A philosophical critique of Menkiti’s human memory-dependent ancestral persistence thesis

Published in: South African Journal of Philosophy
Volume 45 , issue 1 , 2026 , pages: 24–38
DOI: 10.1080/02580136.2026.2636389
Author(s): Dennis Masaka Ethics, Philosophy, Religion & Theology, Great Zimbabwe University, Zimbabwe

Abstract

In this article, I contribute to the debate on the “human memory-dependent” ancestral persistence thesis of Menkiti by showing that the frame upon which the ancestral persistence thesis is constructed makes it not easily refutable.
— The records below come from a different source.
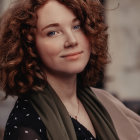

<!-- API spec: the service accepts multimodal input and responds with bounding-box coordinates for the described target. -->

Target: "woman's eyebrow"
[41,18,79,31]
[41,23,59,31]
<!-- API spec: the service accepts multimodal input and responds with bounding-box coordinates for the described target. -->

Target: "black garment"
[4,97,96,140]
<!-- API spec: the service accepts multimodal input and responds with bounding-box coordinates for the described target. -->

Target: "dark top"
[4,97,96,140]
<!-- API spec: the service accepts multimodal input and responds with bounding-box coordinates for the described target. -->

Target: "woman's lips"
[61,51,83,60]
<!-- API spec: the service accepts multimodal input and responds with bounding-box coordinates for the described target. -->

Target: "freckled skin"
[36,1,90,75]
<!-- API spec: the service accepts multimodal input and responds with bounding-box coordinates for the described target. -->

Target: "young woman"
[0,0,140,140]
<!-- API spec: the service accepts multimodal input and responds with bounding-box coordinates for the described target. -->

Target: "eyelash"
[74,24,81,30]
[47,31,56,37]
[47,24,81,37]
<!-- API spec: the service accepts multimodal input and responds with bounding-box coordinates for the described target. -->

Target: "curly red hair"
[0,0,108,96]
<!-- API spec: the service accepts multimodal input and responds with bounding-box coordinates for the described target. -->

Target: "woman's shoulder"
[91,87,140,140]
[4,97,46,139]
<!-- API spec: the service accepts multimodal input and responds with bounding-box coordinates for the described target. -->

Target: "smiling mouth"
[61,51,83,60]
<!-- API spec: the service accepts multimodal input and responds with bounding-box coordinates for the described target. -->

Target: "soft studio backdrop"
[0,0,140,140]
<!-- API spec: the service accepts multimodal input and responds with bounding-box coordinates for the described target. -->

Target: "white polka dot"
[25,130,29,134]
[26,114,30,117]
[78,127,81,131]
[14,126,17,128]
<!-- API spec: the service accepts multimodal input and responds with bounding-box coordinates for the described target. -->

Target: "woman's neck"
[47,74,77,102]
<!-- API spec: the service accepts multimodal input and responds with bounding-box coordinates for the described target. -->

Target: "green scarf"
[30,85,119,140]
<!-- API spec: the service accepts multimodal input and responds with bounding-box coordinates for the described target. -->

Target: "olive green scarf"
[30,85,119,140]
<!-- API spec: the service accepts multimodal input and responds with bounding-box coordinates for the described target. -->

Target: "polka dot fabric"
[4,97,96,140]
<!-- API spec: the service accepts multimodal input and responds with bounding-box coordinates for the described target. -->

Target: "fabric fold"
[29,84,119,140]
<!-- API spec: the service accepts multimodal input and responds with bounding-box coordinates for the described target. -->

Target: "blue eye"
[73,25,81,30]
[47,31,56,36]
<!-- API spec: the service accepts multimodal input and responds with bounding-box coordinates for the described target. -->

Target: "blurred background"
[0,0,140,140]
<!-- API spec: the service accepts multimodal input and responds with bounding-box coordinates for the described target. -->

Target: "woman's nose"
[64,32,78,48]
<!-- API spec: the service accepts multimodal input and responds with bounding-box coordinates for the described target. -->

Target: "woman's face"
[36,0,90,75]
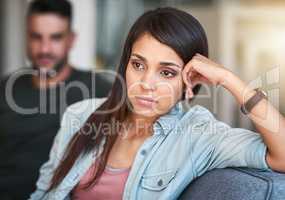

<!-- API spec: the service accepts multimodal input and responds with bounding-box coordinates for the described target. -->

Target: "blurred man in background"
[0,0,111,200]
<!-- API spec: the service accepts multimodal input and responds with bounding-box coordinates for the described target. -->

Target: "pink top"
[72,164,131,200]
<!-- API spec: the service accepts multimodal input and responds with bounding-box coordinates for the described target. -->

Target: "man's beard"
[32,58,67,79]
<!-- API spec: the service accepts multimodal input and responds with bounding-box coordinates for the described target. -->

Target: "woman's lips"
[135,96,157,108]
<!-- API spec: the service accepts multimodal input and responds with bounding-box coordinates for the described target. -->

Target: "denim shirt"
[30,98,272,200]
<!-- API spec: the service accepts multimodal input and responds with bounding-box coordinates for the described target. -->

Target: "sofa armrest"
[179,168,285,200]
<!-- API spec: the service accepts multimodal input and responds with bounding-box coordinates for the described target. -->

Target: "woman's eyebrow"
[132,53,182,68]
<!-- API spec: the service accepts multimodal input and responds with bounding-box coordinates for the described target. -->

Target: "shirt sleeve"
[190,106,272,176]
[29,98,106,200]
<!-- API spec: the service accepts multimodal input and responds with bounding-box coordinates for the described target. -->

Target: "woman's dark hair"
[27,0,72,27]
[48,7,208,191]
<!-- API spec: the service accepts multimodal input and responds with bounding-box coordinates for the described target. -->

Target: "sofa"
[179,168,285,200]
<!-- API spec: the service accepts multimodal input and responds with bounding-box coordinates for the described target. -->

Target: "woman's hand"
[182,53,229,98]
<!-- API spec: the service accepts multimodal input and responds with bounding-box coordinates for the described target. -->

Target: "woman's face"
[126,34,184,117]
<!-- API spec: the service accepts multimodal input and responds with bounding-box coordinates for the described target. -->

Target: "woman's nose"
[141,73,157,90]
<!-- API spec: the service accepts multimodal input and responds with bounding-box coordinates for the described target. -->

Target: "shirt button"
[157,179,163,186]
[141,149,146,156]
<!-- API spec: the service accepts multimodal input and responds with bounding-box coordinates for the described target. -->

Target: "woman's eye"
[132,62,143,70]
[161,70,176,78]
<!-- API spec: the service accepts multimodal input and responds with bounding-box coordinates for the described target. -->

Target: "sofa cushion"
[179,168,285,200]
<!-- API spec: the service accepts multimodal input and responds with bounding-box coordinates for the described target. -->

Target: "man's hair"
[27,0,72,27]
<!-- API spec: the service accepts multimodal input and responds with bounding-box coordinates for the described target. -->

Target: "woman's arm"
[183,54,285,172]
[221,71,285,172]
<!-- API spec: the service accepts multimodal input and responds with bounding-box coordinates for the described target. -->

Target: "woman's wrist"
[221,70,256,105]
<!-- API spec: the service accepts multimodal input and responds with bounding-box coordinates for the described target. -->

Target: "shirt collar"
[154,101,183,135]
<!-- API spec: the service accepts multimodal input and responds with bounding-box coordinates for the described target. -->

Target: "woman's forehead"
[131,34,183,66]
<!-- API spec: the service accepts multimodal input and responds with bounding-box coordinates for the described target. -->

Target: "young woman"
[31,8,285,200]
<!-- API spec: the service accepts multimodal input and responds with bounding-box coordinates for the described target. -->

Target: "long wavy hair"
[48,7,208,191]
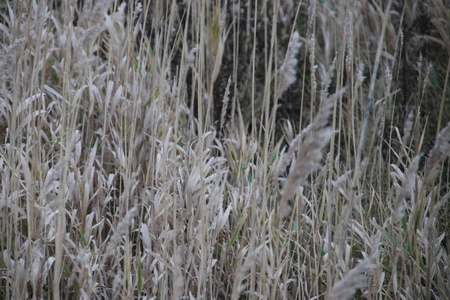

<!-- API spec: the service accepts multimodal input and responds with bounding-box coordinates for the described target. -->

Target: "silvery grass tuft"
[0,0,450,299]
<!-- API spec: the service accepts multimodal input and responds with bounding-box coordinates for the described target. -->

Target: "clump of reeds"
[0,0,450,299]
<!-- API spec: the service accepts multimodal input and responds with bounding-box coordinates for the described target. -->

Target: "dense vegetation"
[0,0,450,299]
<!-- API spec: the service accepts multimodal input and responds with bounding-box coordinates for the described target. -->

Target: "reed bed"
[0,0,450,300]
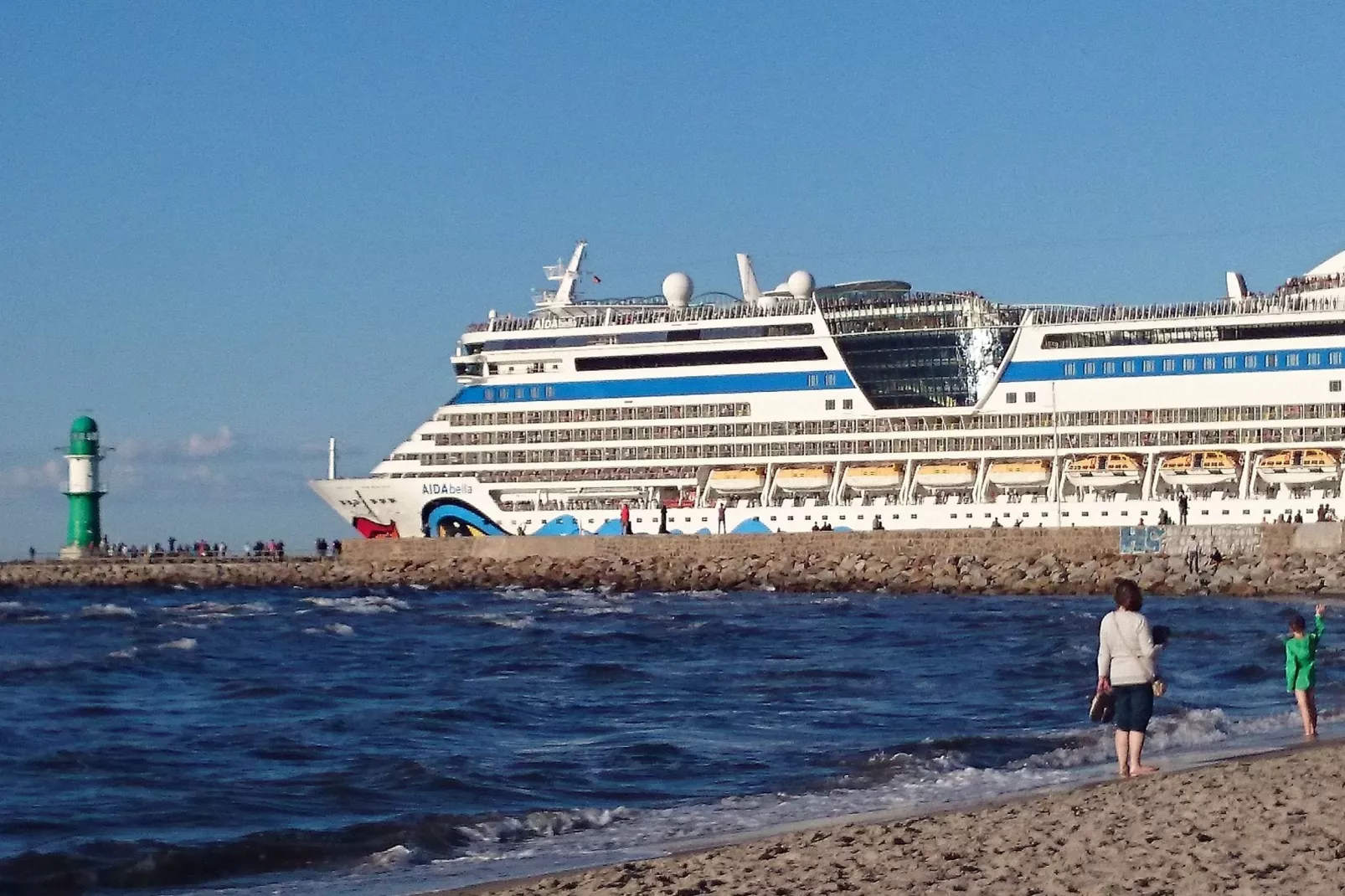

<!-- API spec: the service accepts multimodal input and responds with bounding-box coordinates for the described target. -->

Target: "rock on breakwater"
[0,523,1345,596]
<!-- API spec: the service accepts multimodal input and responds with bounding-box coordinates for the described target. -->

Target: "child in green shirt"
[1285,604,1327,737]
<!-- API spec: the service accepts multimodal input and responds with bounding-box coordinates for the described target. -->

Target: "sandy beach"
[459,743,1345,896]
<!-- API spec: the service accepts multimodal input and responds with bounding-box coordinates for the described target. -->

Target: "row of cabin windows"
[438,398,1345,430]
[376,426,1345,476]
[1064,351,1345,378]
[435,401,752,426]
[416,400,1345,449]
[1041,320,1345,348]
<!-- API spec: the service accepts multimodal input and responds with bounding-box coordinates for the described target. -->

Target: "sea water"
[0,588,1345,896]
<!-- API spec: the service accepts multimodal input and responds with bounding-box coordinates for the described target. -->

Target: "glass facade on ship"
[817,281,1021,410]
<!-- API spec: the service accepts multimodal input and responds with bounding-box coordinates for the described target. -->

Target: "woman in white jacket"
[1097,579,1162,778]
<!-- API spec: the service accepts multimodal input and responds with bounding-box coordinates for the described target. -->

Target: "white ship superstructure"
[312,242,1345,537]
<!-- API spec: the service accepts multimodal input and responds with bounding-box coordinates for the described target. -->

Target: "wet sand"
[457,743,1345,896]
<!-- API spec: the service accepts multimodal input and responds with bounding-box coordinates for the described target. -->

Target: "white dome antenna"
[784,270,817,299]
[663,270,695,308]
[739,251,761,306]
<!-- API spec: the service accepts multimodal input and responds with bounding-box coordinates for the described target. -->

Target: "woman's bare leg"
[1294,690,1317,737]
[1130,730,1158,775]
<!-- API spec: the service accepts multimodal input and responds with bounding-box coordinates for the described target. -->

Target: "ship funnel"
[739,251,761,304]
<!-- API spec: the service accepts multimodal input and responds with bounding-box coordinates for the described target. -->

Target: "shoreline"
[8,523,1345,597]
[427,734,1345,896]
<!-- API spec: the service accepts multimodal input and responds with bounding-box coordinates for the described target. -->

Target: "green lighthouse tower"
[60,417,104,559]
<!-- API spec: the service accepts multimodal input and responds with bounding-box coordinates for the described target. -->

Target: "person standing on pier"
[1097,579,1162,778]
[1285,604,1327,737]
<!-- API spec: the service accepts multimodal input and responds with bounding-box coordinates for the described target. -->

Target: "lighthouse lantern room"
[60,417,104,559]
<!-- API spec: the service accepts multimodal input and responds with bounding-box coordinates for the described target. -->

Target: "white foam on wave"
[162,600,276,621]
[468,614,537,628]
[414,709,1317,887]
[304,595,411,616]
[355,843,415,872]
[80,604,136,619]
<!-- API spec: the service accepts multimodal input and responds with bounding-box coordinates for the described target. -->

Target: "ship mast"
[537,239,588,311]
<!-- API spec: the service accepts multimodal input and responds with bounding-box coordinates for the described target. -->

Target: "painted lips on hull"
[351,517,401,538]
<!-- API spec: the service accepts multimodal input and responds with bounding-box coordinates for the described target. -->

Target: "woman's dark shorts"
[1111,685,1154,732]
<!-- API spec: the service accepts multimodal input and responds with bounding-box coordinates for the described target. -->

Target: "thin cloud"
[183,426,234,457]
[0,459,64,491]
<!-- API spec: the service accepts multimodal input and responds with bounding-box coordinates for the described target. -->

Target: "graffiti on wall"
[1121,526,1167,554]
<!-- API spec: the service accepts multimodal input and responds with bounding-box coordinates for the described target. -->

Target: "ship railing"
[1033,292,1345,324]
[466,292,995,332]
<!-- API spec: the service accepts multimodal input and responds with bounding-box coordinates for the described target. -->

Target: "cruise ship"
[311,242,1345,538]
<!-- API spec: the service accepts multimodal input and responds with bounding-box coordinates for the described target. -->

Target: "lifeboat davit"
[1256,448,1341,486]
[1158,451,1238,486]
[986,460,1050,488]
[705,466,765,494]
[841,464,905,491]
[1065,455,1143,488]
[775,466,832,491]
[915,460,977,488]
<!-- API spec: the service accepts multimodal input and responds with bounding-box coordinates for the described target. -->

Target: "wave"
[80,604,138,619]
[304,623,355,638]
[0,809,630,896]
[304,595,411,615]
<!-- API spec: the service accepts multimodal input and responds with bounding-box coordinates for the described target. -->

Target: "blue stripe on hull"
[449,370,854,405]
[1001,348,1345,382]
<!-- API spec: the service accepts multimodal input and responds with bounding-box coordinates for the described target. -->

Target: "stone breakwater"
[0,523,1345,596]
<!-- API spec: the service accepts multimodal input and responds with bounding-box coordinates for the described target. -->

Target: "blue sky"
[0,2,1345,557]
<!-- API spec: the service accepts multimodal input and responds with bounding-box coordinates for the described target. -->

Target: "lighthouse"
[60,417,104,559]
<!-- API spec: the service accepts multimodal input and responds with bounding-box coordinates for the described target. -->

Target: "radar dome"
[788,270,817,299]
[663,270,694,308]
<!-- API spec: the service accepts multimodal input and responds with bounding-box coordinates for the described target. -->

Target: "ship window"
[575,346,835,368]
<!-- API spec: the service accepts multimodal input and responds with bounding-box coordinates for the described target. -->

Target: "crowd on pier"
[72,535,340,561]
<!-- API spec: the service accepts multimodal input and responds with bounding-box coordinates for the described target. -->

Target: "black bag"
[1088,690,1116,723]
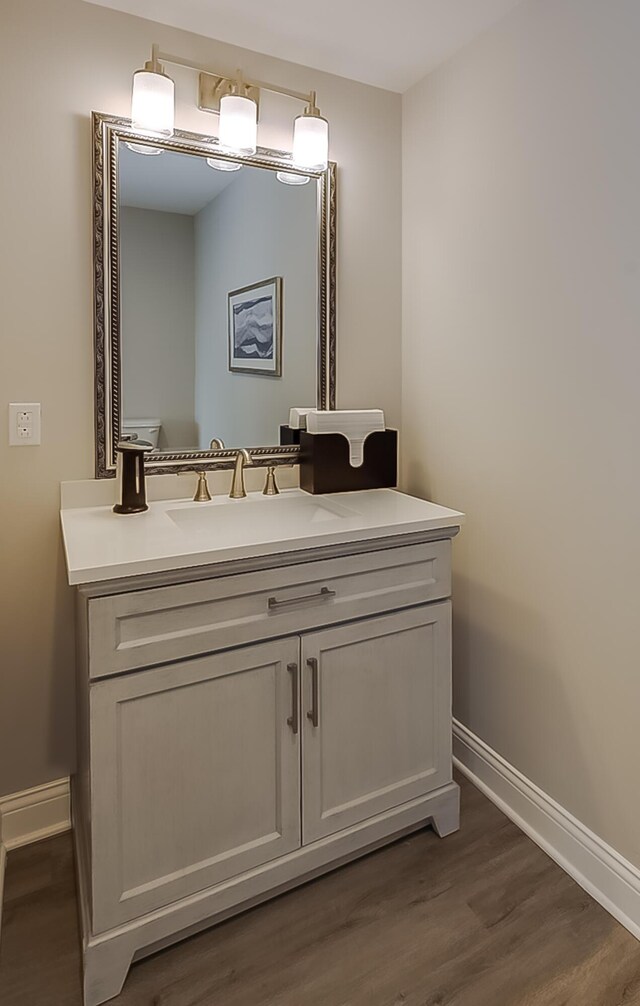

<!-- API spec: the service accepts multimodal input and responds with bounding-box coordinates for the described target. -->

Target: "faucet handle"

As I will argue, such a thesis might not be acceptable to would-be objectors who might feel that ancestral persistence might be accounted for differently. An alternative perspective would be to argue that ancestral persons are human memory-independent beings, perhaps because they are facts which might not depend for their existence on this or that person. However, such a position is similarly saddled with problems of justifying such mind-independent “facts” outside what human persons still remember of them, unless perhaps, if we are to sustain their human memory-independent existence on DNA-inspired ancestral tracing. With this in mind, it would appear that one cannot reasonably choose one position over the other given the respective merits they have and the challenges that seem to undermine them. Nevertheless, on the grounds that the decisive position that human persons have in determining the range of ancestral persistence, it would appear that the human memory-dependent ancestral persistence thesis slightly holds sway and is worth defending based on its founding frame.